# Sophie Sew



## n2mouse (Nov 1, 2012)

I want to start into Embroidery and have looked at buying a used 1 head machine. Do they generally come with digitizing software or not?

If not, I was wondering if anyone has used the freeware SophieSew and can tell me how good or bad it works?

Thanks!


----------



## n2mouse (Nov 1, 2012)

Anyone used Sophie Sew and can share experiences, please?


----------



## AlisonB (Sep 26, 2010)

Never used it but Googled it to see more. Sounded interesting on their home page. Found they also have a Facebook page. There are good and bad comments in the "Posts to Page". It is free so could be worth trying out. Do you have an old computer/laptop that you could load it onto to test it on before deciding whether it works for you?


----------



## NiceThreadsLLC (Mar 20, 2012)

I tried it ages ago(4-6-ish years?) and I wasn't thrilled. It may be better now. Being free you can't really go wrong giving it a try, but I do feel that a lot of the time you get what you pay for . Worst case you lose the time you spent trying it, best case you've saved yourself a lot of money. It might be hard to gauge just how well it works for you if you don't have a machine to test designs on though.


----------



## mwehling23 (Feb 16, 2012)

Any digitizing software you get is going to have a huge learning curve. There really isn't a program out there that will just spit out a design (well, there are many that "spit" out designs, but they aren't good designs). Many companies claim that you just import a picture and you will have a great design ready to be stitched out. Unfortunately it isn't that easy. I would suggest that you observe a ton good designs stitch out before you venture out to designing your own. 

A cheap editing/digitizing software is Embird. I have used that program for many years. I started out as doing embroidery for myself and then started a small home-based business. It doesn't have all the bells and whistles that a program like Wilcom has but it does everything that I need it to do.


----------



## n2mouse (Nov 1, 2012)

I have heard of Embird before. How much does it cost? And is it better/the same/worse than Sophie Sew?


----------



## mwehling23 (Feb 16, 2012)

Check out the website embrid.com 

The basic program is $164 which does editing such as combining designs. It can resize designs also but I don't recommend it especially if it has shading. 

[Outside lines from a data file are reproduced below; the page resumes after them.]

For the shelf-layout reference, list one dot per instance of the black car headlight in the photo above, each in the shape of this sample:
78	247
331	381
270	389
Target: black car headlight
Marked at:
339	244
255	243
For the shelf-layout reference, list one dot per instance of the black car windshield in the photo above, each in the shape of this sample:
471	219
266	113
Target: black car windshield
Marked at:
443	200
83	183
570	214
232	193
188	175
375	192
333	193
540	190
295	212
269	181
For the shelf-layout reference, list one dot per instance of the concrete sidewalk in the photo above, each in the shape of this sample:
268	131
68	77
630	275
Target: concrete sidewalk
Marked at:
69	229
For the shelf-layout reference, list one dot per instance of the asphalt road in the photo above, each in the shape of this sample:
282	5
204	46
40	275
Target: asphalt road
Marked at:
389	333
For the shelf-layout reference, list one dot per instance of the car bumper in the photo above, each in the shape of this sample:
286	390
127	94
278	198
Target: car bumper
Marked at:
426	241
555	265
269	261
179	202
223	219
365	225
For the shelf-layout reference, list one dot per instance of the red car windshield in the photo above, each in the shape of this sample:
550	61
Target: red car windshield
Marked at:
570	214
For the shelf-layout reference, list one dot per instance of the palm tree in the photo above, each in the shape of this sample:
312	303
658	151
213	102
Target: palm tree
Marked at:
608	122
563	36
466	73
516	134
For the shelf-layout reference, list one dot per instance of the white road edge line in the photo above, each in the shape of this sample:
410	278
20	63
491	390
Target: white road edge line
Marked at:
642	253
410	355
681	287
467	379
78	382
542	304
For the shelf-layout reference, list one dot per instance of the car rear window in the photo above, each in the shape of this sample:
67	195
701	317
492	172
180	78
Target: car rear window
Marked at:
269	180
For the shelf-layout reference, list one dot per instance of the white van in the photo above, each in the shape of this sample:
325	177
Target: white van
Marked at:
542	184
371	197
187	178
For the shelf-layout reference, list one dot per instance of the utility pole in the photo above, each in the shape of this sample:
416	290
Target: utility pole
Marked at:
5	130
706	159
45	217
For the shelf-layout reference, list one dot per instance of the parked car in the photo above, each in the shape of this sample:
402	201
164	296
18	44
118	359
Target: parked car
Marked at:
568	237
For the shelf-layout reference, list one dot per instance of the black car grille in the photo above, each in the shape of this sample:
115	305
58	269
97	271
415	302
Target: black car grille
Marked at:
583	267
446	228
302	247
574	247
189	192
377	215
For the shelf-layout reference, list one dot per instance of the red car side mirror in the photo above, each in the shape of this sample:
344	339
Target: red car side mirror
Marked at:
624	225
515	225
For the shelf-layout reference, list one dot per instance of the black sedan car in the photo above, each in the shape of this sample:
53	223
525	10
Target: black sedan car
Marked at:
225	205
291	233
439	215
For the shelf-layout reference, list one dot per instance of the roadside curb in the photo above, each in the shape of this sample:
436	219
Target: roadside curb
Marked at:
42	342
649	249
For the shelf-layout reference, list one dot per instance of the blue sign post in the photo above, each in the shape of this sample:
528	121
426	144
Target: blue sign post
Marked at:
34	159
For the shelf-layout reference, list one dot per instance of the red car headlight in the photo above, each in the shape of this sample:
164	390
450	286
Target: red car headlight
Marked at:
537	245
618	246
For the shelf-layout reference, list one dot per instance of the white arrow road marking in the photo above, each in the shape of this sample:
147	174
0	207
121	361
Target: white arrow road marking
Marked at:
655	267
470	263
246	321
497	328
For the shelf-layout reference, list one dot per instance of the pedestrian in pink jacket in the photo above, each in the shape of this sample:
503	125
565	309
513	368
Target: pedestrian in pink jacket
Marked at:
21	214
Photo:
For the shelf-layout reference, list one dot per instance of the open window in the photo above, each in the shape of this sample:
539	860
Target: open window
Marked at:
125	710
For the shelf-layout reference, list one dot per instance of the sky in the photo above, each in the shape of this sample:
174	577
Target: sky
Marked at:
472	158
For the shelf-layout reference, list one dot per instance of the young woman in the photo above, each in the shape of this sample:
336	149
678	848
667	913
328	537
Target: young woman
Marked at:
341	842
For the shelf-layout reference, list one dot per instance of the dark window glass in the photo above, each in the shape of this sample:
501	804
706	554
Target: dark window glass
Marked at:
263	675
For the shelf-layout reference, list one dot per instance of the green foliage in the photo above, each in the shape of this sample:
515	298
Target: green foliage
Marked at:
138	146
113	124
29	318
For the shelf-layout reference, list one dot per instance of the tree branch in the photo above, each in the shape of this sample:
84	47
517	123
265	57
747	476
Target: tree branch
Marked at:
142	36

The digitizing module is $150. This allows you to make your own embroidery designs. I downloaded SophieSews and couldn't it out. There are tons of tutorials for Embird as well as tons of Yahoo! Groups out there. 

The Font Engine is $145. This allows you to take true type fonts and convert them to embroidery designs. Depending on the font that you choose the outcome is sometimes hit or miss. If you know what to look for in a font and have some understanding about digitizing for lettering you should be able to get some great results. 

Another add on is called Iconizer. This allows you to actually see little icons of your embroidery designs in the windows explorer window. This is $20. 

You start with the basic program and add on the features that you need. Most of the updates to the program are free. However when there is a major overhaul of the program the upgrade fee is usually around $20.


----------



## S Paul Williams (Oct 15, 2011)

mwehling23 said:


> Check out the website embrid.com


Just to correct the typo  . The site is embird.com


----------